Li essa frase numa rede social,
na página de uma pessoa que não é da área da educação. Achei tão curiosa a
coincidência, pois ultimamente tenho pensado muito sobre essas questões.
Primeiramente, na minha modesta
opinião, a frase é em parte verdadeira; realmente a escola tal qual vemos hoje,
realmente foi diminuindo o tempo e o espaço para que as crianças criem,
experimentem, exercitem, simulem situações. É comum a família de uma criança de
três anos já preocupada com a faculdade que a criança fará no futuro! E assim,
criam expectativas que muitas vezes, são dos adultos, sem deixar espaço para
que essa criança tenham oportunidades de
se conhecer realmente. Os currículos estão ficando cada vez mais densos e os
conteúdos cada vez mais complexos. É um orgulho exibir a apostila da educação
infantil do filho com páginas e páginas de assuntos que não tem significado
algum. Ultimamente, quem decide o que se vai ensinar são as editoras, que
quanto mais grosso for o livro, mais credibilidade ele passa. Cheguei a essa
constatação quando precisei analisar uma série de sistemas didáticos para a
escola em que eu trabalhava.
O curioso eram os argumentos que
algumas educadoras davam ao descartar certos materiais; esse é muito fraco, tem
poucos exercícios, tem excesso de sugestões. E eu ouvi isso de uma educadora
especialista em educação infantil e séries iniciais! Quantidade se tornou
sinônimo de excelência. Quanto mais trabalham, mais chances as crianças terão
de ser bem sucedidas, é de pequenino que se torce o pepino, assim diz o dito
popular. Isso não é verdade, pode ser que a criança que desde cedo aprende a
ter muitos compromissos formais, pode ser bem sucedido na vida adulta, mas isso
é tão relativo. O que significa ser bem sucedido? Ganhar muito dinheiro, ter
muitas coisas, ser admirado pelas coisas que possui? Pode ser para alguns. Mas
esse sucesso pode ser passageiro, afinal nosso país pode entrar em crise como
muitos países europeus que nós admirávamos como sinônimo de riqueza, luxo e
sofisticação, entraram e, tudo pode mudar num simples movimento das bolsas de
valores! Esse mundo de consumo atual, não pode perdurar. Nosso planeta não
suportará. Portanto, em breve, nós seres humanos vamos precisar passar por
processos de adaptações. Antes de pensar em sustentabilidade no planeta,
precisamos aprender a nos sustentar com os recursos que teremos.
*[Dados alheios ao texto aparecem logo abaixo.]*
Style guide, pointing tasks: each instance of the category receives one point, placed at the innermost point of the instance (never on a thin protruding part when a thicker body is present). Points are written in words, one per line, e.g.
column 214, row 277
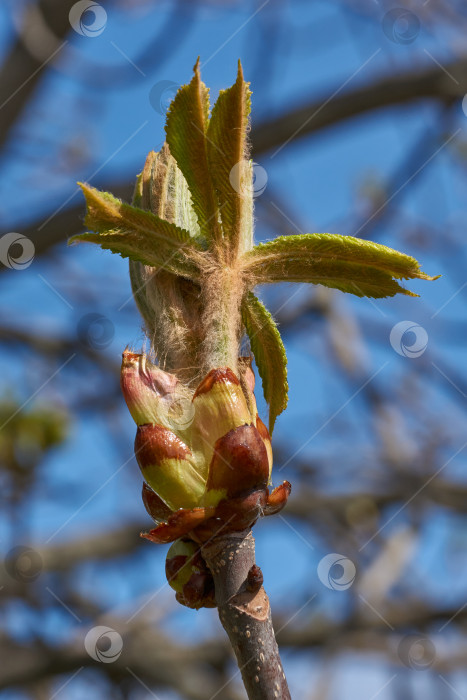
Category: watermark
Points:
column 103, row 644
column 24, row 564
column 248, row 178
column 401, row 26
column 88, row 18
column 162, row 94
column 95, row 331
column 16, row 251
column 336, row 572
column 417, row 652
column 408, row 339
column 181, row 411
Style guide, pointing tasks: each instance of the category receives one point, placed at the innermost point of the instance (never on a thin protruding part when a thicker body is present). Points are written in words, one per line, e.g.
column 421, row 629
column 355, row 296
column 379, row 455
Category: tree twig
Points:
column 245, row 614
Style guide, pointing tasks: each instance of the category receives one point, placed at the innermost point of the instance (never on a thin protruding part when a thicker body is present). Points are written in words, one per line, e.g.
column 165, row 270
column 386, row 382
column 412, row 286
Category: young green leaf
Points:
column 164, row 191
column 350, row 264
column 186, row 127
column 269, row 353
column 227, row 158
column 135, row 233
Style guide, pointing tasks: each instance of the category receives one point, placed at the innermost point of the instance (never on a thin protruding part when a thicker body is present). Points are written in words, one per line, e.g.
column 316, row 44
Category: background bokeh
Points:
column 359, row 124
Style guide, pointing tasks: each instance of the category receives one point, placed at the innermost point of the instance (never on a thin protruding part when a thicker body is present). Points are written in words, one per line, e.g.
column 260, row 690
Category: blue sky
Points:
column 318, row 177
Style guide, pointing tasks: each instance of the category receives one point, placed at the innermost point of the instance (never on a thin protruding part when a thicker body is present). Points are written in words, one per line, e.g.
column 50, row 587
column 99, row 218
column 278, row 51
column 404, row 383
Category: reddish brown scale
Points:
column 153, row 443
column 240, row 461
column 155, row 506
column 278, row 498
column 262, row 430
column 193, row 590
column 254, row 579
column 178, row 524
column 222, row 374
column 232, row 514
column 174, row 565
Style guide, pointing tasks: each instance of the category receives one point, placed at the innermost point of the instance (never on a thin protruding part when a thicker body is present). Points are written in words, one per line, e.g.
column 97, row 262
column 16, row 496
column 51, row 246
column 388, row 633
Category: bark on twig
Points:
column 245, row 614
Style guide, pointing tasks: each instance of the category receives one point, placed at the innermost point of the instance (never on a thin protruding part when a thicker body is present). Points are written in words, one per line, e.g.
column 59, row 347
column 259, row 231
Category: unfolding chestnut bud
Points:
column 196, row 448
column 189, row 576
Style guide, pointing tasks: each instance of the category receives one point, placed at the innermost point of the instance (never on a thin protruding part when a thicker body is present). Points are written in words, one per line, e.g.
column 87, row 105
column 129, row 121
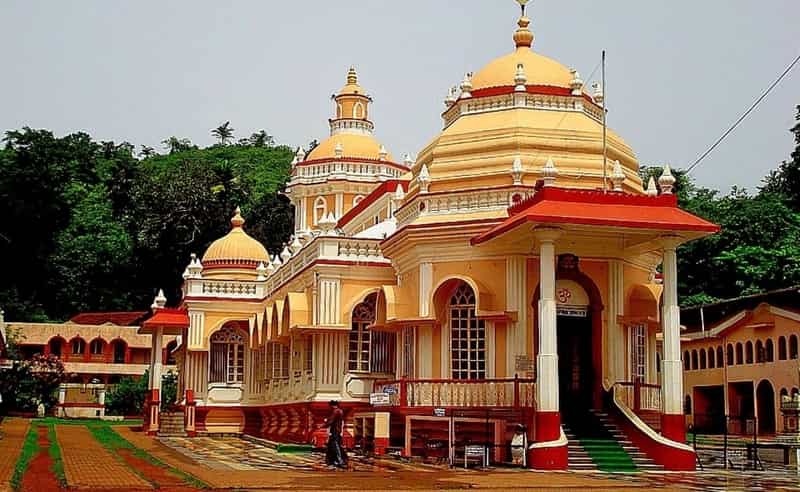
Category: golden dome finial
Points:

E será que
ninguém pensa que os filhos que estamos deixando para o mundo não estão
preparados para passar pela eminente mudança que irá ocorrer?
Realmente, a escola transforma as
crianças em operários do saber, mas não é só ela, é injusto pesar sobre a
escola essa responsabilidade, família e sociedade pressionam as escolas e
assim, também, tem uma grande parcela de culpa por tantos insucessos. Mas o
curioso de tudo isso, é que apesar de
fazermos nossas crianças trabalharem muito, não as ensinamos a trabalhar! O
mundo é competitivo, mas não ensinamos a competir, competição é sinônimo de
malefício. Ao invés de ensinarmos a entender o processo, o evitamos. E assim,
quando crescem, as crianças entram em crise ao se deparar com o mundo
competitivo do trabalho, como não sabem lidar, ou competem deslealmente, ou
simplesmente se escondem do mundo! Será que não se pode desconfiar dos números
astronômicos de casos de depressão, síndromes de pânico e transtornos
bipolares? Isso, sempre existiu, sim, mas agora existem muito mais.
Finalizando, nada do que disse é
novidade, todo mundo fala, todo mundo sabe, mas palavras são somente palavras
se não se tornam ações, para que crianças sejam crianças e que os futuros
adultos sejam adultos plenos e resolvidos, é preciso parar de falar e agir.